I do understand what lossless means. The point of my anecdote is a tale of warning that when going off and start designing new network protocols, especially one as bare bones as TTPoE, you need to consider what happens when someone has to deal with things going wrong. Diagnostics and maintenance matter in the real world for people running large systems with thousands or millions of moving parts. IPv4 and IPv6 bring along lots of tools that help in these scenarios, and IPv4/v6 headers don't actually have all that much overhead to parse and generate in hardware, plus they are protocols that have been around long enough to have many widely available hardware and software implementations in open source or to be purchased from vendors. I'm certain that there will be times when sysadmins will be cursing the fact that the folks who implemented TTPoE didn't have a ping-like tool available from the start.
FC remains a lossless protocol; bugs in multipathd just mean we live in an imperfect world. Your initial sentence, "FC is not entirely lossless," conflates a specific networking term of art with a pedantic application of the denotative definition of the word.

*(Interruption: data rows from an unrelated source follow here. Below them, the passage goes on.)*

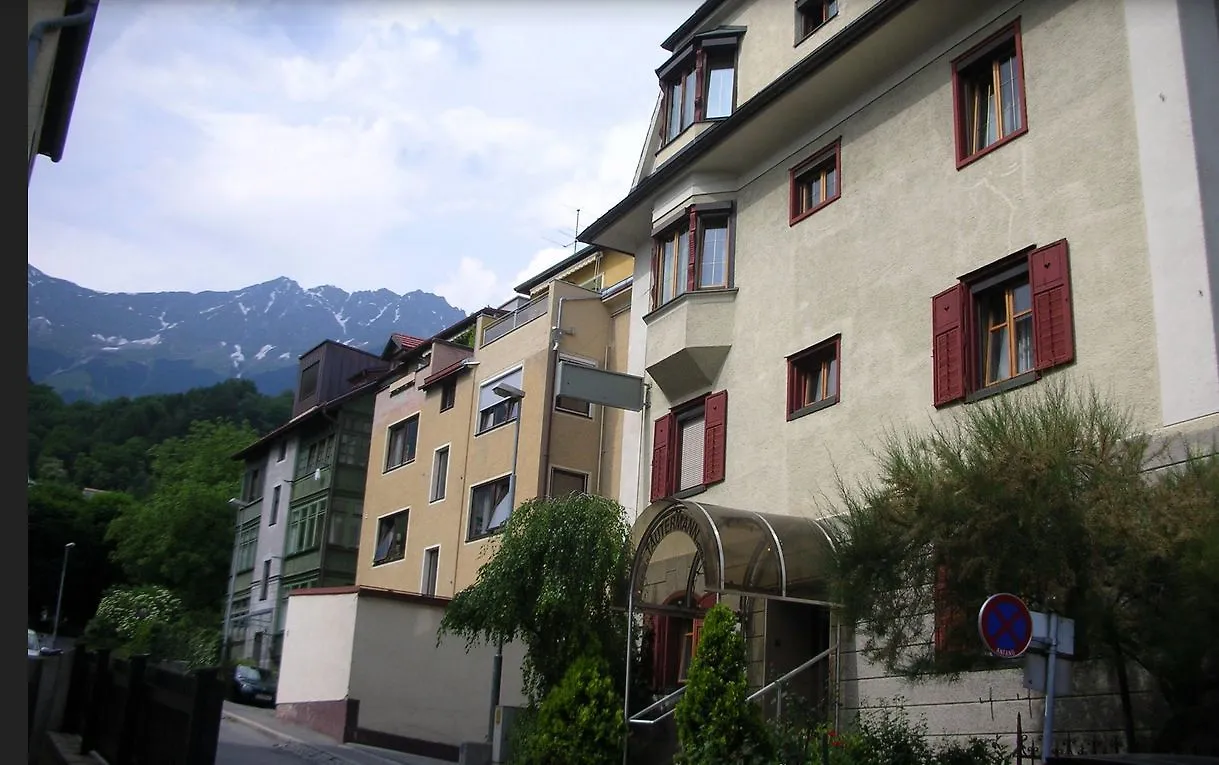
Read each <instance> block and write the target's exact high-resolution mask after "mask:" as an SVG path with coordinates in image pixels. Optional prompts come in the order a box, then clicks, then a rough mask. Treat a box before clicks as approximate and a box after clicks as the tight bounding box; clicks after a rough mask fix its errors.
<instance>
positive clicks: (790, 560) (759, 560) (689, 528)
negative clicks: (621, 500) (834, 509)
mask: <svg viewBox="0 0 1219 765" xmlns="http://www.w3.org/2000/svg"><path fill="white" fill-rule="evenodd" d="M826 529H828V527H826V525H825V520H816V519H812V518H806V516H801V515H775V514H766V513H758V512H755V510H737V509H734V508H727V507H720V506H717V504H705V503H701V502H692V501H690V499H662V501H659V502H655V503H652V504H651V506H649V507H647V509H645V510H644V512H642V513H641V514H640V516H639V519H638V520H636V521H635V525H634V529H633V530H631V541H633V542H634V548H635V559H634V563H633V565H631V571H630V585H631V592H633V596H634V602H635V603H636V604H641V605H646V603H645V601H644V599H642V594H644V585H645V583H646V581H647V573H649V566H650V564H651V563H652V558H653V554H655V553H656V548H657V547H658V546H659V543H661V542H662V541H663V540H664V538H666V537H668V536H670V535H673V534H680V535H684V536H688V537H689V538H690V540H692V542H694V547H695V551H696V552H695V554H696V557H697V558H698V559H700V563H701V566H702V569H701V571H702V576H703V580H705V582H706V590H707V591H708V592H718V593H722V594H742V596H746V597H762V598H780V599H785V601H797V602H803V603H813V604H819V605H834V598H833V594H831V591H830V570H831V569H830V566H831V564H833V552H834V548H833V542H831V537H830V535H829V532H828V530H826ZM653 605H662V604H661V603H655V604H653Z"/></svg>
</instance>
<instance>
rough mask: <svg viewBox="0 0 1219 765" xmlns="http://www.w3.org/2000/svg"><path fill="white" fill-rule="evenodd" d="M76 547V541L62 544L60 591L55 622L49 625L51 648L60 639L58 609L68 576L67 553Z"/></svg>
mask: <svg viewBox="0 0 1219 765" xmlns="http://www.w3.org/2000/svg"><path fill="white" fill-rule="evenodd" d="M73 547H76V542H68V543H67V545H65V546H63V568H62V569H61V570H60V593H59V596H56V598H55V622H54V624H52V625H51V648H59V646H57V643H59V641H60V609H61V608H62V607H63V581H65V580H66V579H67V576H68V553H71V552H72V548H73Z"/></svg>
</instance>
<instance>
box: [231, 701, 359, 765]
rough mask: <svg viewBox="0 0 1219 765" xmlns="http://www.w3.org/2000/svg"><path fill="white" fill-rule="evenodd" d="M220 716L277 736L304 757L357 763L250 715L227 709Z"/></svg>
mask: <svg viewBox="0 0 1219 765" xmlns="http://www.w3.org/2000/svg"><path fill="white" fill-rule="evenodd" d="M221 716H222V717H224V719H226V720H232V721H233V722H238V724H240V725H244V726H246V727H250V728H254V730H256V731H258V732H261V733H266V735H267V736H271V737H272V738H278V739H279V741H282V742H283V743H284V744H286V747H285V748H289V749H290V750H293V753H294V754H300V755H304V756H305V758H306V759H310V760H321V761H323V763H324V761H329V763H333V764H334V765H358V763H356V761H355V760H349V759H345V758H340V756H338V755H335V754H332V753H329V752H327V750H325V749H321V748H318V747H315V746H313V744H311V743H307V742H304V741H301V739H300V738H296V737H295V736H293V735H291V733H285V732H283V731H278V730H275V728H273V727H271V726H269V725H263V724H261V722H256V721H254V720H251V719H250V717H243V716H241V715H236V714H233V713H232V711H228V710H224V711H222V713H221Z"/></svg>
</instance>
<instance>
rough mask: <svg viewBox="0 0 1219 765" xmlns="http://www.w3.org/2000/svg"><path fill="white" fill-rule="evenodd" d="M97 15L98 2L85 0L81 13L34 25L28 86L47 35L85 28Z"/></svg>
mask: <svg viewBox="0 0 1219 765" xmlns="http://www.w3.org/2000/svg"><path fill="white" fill-rule="evenodd" d="M96 15H98V0H85V4H84V10H83V11H80V12H79V13H72V15H69V16H61V17H59V18H44V19H43V21H40V22H37V23H35V24H34V27H33V28H32V29H30V30H29V49H28V58H27V66H26V85H27V86H28V85H29V82H30V80H33V79H34V63H35V62H37V61H38V54H39V51H40V50H41V49H43V41H44V40H45V39H46V33H48V32H59V30H61V29H66V28H68V27H83V26H85V24H88V23H90V22H93V19H94V17H95V16H96Z"/></svg>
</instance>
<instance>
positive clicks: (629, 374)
mask: <svg viewBox="0 0 1219 765" xmlns="http://www.w3.org/2000/svg"><path fill="white" fill-rule="evenodd" d="M557 387H558V390H557V391H556V392H557V393H558V395H560V396H570V397H572V398H579V400H581V401H591V402H592V403H600V404H602V406H607V407H614V408H617V409H630V411H631V412H639V411H640V409H642V408H644V378H640V376H636V375H633V374H623V373H620V372H606V370H605V369H594V368H592V367H585V365H583V364H570V363H568V362H566V361H560V362H558V385H557Z"/></svg>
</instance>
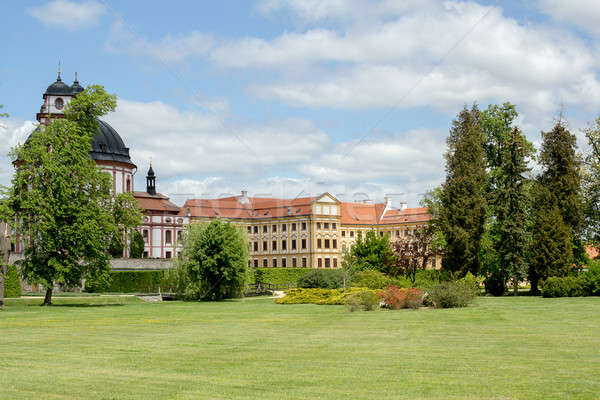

If your point was that immature network technologies do not have as many diagnostic tools as mature ones do, you should have made that point instead of misappropriating jargon.

Anyway, to your specific point, IP at all is basically overkill in a cluster architecture. Very few IP stacks function properly without having to get things like ARP involved; the more of this stack you can get rid of, the better performance you get and there's less to maintain. TTPoE reminds me the most of ATA over Ethernet, a previous effort to shed the complexity of a protocol designed for global networking. It worked great until you hit scaling issues, which competing tech leveraged the aforementioned complexity to address.

FC should be able to detect errors. I've had alerts shout at me when an FC switch detects a dropped packet.

More over, the multi-path should have stopped that! it should have detected a bad link and failed over to the other one (but the config for that is hard, so I can see why that might not worked. )

Last time I checked, multipathd does not and cannot detect faults on the write path as it only performs small reads to check the health of any given path. Checking writes would involve allocating space on the disk for multipathd to safely write to. Maybe someone has changed that in the past decade? I don't know as I'm not involved in anything SAN related anymore (and thank goodness for that!). SAN hardware is particularly awful as the underlying network is essentially hidden from the operating system most of the time. Storage subsystems built 30 years ago were built without any consideration that they might running on top of networks.

These and many other performance issues left me with a particular hatred of SANs.

yeahnah, I totally feel your pain.
Elon just doesn't want to pay Nvidia for Infiniband. Lol
If it works and it's cheaper, this is a very reasonable thing to do.